To approach the chivalric legend genre, the teams playing in the play off against Járg’s Pittsburgh are depicted in animal forms. Which logo/mascot of the NHL teams do you yourself like the best?
If we’re only talking jerseys, these days I enjoy the look at Tampa Bay or Rangers, Boston’s jerseys arouse passion because I’m a fan and Buffalo’s jersey evoke nostalgia because as a child I adored Hašek.
Will the eventual sequel stick to the chivalric legend genre, or will you try something else?
It would definitely be a different genre whose selection relates to the narrator’s prominence, in this case Dave’s, and in accordance with the abovementioned themes also a darker one.
The comic focuses on Jágr’s spirituality a lot, do you think he’d have been a different hockey player hadn’t it been for that aspect?
That’s for sure, he himself says it’s only thanks to his faith that he’s still playing at the age of fifty, while others claim he only prays to score goal and there’s no spirituality involved.

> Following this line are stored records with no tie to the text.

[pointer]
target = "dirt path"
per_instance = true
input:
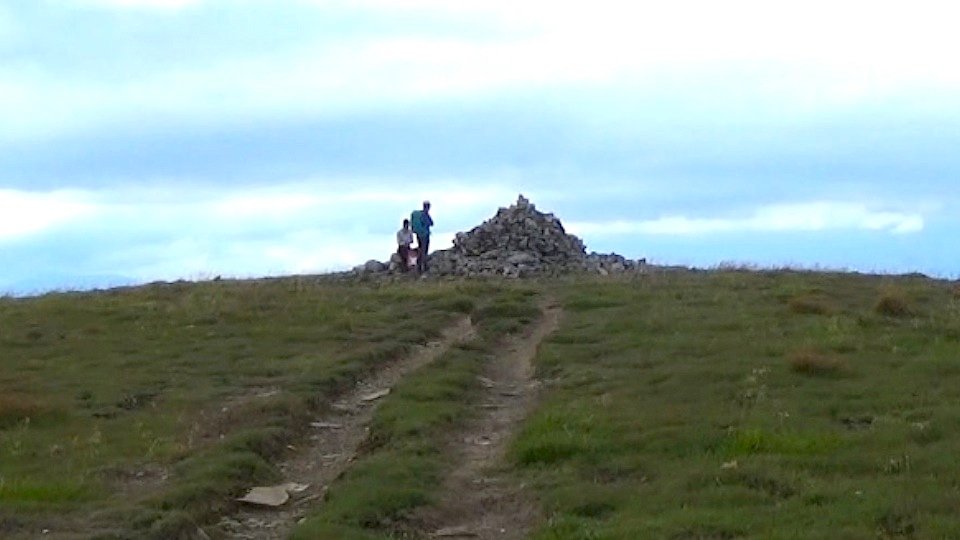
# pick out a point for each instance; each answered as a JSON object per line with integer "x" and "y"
{"x": 333, "y": 446}
{"x": 480, "y": 501}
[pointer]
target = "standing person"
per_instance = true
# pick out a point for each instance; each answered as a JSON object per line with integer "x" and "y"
{"x": 421, "y": 222}
{"x": 404, "y": 239}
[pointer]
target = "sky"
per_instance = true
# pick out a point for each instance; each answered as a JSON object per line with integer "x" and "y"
{"x": 145, "y": 140}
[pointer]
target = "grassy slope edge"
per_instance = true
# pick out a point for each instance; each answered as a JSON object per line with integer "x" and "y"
{"x": 403, "y": 462}
{"x": 685, "y": 406}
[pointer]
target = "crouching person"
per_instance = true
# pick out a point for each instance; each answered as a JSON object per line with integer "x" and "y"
{"x": 404, "y": 240}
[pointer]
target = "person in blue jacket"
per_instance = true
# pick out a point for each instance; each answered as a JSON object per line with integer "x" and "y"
{"x": 420, "y": 222}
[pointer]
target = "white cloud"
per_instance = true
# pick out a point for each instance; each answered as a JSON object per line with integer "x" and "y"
{"x": 813, "y": 56}
{"x": 799, "y": 217}
{"x": 295, "y": 227}
{"x": 25, "y": 213}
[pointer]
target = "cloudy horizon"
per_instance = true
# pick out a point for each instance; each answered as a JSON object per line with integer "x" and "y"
{"x": 163, "y": 139}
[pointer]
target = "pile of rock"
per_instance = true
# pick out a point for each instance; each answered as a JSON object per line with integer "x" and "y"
{"x": 518, "y": 241}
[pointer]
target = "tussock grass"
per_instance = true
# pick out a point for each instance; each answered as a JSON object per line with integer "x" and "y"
{"x": 19, "y": 409}
{"x": 207, "y": 381}
{"x": 403, "y": 462}
{"x": 809, "y": 361}
{"x": 689, "y": 390}
{"x": 893, "y": 302}
{"x": 811, "y": 304}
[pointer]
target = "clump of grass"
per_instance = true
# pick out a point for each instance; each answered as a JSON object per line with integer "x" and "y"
{"x": 815, "y": 363}
{"x": 893, "y": 303}
{"x": 18, "y": 408}
{"x": 808, "y": 304}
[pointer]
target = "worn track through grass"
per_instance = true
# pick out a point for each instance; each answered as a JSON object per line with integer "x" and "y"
{"x": 329, "y": 452}
{"x": 478, "y": 500}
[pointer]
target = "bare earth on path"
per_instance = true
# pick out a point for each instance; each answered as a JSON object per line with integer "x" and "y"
{"x": 478, "y": 501}
{"x": 333, "y": 445}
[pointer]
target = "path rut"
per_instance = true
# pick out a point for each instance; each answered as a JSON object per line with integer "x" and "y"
{"x": 480, "y": 501}
{"x": 333, "y": 446}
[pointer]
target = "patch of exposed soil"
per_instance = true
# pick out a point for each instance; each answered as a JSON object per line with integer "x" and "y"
{"x": 332, "y": 446}
{"x": 479, "y": 500}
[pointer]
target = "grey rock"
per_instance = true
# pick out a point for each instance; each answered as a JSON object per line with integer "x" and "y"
{"x": 517, "y": 241}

The book was christened by Michal Dusík, if I’m not mistaken. What does the professional hockey community actually say about the book?
Dusík himself praised it and recalled how he’d meet Jágr at junior matches. Hockey websites reported on it and the representatives on youth teams were buying it for their teams.

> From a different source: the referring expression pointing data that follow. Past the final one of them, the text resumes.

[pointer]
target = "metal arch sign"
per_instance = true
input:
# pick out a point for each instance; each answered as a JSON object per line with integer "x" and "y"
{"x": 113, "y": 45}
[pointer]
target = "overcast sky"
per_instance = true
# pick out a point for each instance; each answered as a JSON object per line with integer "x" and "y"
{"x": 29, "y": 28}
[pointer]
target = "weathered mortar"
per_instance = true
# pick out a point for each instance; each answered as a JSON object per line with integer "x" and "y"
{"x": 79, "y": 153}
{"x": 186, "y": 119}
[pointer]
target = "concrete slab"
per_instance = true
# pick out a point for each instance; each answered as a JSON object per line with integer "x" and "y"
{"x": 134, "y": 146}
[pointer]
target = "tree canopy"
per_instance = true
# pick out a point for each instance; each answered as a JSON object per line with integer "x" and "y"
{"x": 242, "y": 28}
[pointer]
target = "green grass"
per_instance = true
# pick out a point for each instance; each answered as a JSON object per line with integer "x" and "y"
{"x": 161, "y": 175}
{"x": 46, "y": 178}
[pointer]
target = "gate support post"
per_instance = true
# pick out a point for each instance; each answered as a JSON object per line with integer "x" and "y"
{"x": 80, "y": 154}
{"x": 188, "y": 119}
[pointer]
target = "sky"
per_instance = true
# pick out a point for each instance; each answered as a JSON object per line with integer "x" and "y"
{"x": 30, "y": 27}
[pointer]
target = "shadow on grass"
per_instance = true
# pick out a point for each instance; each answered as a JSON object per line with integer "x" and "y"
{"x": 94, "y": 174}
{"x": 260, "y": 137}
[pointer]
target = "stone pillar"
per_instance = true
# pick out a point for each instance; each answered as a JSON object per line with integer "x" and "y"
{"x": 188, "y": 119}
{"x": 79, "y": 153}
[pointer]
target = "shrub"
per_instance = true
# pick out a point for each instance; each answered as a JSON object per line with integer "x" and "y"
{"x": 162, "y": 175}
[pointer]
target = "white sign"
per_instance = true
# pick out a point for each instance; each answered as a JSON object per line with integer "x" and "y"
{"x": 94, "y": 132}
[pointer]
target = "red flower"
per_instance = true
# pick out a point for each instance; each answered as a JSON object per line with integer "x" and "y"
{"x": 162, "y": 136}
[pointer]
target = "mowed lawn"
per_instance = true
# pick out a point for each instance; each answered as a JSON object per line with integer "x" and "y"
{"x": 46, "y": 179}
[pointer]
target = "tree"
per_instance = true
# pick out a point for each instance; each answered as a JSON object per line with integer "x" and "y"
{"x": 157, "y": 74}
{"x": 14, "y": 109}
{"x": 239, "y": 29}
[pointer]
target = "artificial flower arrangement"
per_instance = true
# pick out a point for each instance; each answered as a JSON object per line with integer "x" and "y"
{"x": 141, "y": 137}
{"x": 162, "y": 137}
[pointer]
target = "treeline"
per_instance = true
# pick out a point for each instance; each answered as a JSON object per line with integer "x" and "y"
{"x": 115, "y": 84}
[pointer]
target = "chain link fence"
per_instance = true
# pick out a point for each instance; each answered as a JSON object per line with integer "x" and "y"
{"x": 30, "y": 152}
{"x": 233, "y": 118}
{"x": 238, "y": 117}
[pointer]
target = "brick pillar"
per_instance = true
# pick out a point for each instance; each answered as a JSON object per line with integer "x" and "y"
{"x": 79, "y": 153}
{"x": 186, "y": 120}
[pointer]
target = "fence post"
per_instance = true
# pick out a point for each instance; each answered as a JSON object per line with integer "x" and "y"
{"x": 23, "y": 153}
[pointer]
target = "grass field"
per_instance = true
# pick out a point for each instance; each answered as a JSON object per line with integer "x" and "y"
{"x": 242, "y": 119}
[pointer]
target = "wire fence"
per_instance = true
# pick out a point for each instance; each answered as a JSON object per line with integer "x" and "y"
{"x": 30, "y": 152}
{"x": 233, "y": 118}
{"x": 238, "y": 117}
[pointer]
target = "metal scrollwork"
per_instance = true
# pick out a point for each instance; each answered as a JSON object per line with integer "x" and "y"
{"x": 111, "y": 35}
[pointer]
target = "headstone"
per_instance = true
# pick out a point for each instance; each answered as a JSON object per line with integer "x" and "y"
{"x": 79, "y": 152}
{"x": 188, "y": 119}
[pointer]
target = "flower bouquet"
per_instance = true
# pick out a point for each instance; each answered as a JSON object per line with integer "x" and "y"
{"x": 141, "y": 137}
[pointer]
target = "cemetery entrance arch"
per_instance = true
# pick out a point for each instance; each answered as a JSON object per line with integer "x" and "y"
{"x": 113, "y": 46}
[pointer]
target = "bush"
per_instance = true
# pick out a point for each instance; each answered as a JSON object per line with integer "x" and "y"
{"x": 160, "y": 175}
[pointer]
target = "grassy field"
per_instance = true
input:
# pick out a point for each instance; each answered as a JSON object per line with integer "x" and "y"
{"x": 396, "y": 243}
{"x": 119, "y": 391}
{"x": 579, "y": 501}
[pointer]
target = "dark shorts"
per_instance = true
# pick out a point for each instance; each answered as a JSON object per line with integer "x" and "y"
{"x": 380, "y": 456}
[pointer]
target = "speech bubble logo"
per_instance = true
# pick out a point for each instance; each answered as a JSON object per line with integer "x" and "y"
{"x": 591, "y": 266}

In their time, the popularity of Jaromír Jágr might have been approached (maybe even surpassed) by Dominik Hašek. Do you think that any of the contemporary hockey players could get close to that in the future?
I think their situation was extraordinary and it was related to the time when, for the first time, Czechs were able to enter the NHL as youngsters (during communism only after thirty). Juraj Slafkovský may experience similar popularity with his extraordinary “first time” as the number one overall pick in this year’s draft in Slovakia. Pastrňák is great, but in general our hockey isn’t in the best shape nowadays, which doesn’t mean it doesn’t bring nice stories... I really like the one about Rutt and Palát setting out to nearby towns (Janovice and Písek) where Kubina and Neckář brought the Stanley Cup they’d won with Tampa Bay, only to go back to the same places with the same cup won with the very same team a few years later. For me, the hockey world is like a light-hearted fairytale world which smells like childhood.

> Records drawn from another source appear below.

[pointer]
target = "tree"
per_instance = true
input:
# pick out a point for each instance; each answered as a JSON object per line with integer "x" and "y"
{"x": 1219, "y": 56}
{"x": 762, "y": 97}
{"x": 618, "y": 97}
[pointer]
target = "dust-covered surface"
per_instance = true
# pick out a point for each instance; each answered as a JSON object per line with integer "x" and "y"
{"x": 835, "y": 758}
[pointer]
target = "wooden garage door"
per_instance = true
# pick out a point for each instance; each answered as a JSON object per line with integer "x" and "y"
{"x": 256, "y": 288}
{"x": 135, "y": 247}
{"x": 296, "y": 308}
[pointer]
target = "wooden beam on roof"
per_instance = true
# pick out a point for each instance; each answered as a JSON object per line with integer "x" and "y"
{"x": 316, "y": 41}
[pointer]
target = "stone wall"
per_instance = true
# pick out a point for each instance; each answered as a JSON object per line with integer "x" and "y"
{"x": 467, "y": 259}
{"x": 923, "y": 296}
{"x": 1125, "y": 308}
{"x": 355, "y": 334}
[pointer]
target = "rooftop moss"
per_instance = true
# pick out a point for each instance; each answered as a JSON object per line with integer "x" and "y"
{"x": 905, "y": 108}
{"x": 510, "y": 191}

You yourself write a lot of books for children. Comics have been considered “reading for children” for many years, how did you find your way to it?
Children’s literature is specific in that it’s written by adults for children and, on top of that, it’s usually the adults who pick the books for them. Maybe it should be done more by children for children... I say that I wrote the comic for my twelve-year-old self. I didn’t read at that time, I don’t come from a cultural family, I was playing games, reading magazines; I’ve taken up books only when I was eighteen, but with all the more gusto. Comic seemed like the ideal choice for the Jágr theme because it may appeal to non-readers (and maybe show them the way to reading) and take some, who played this superhero, a few years back in time.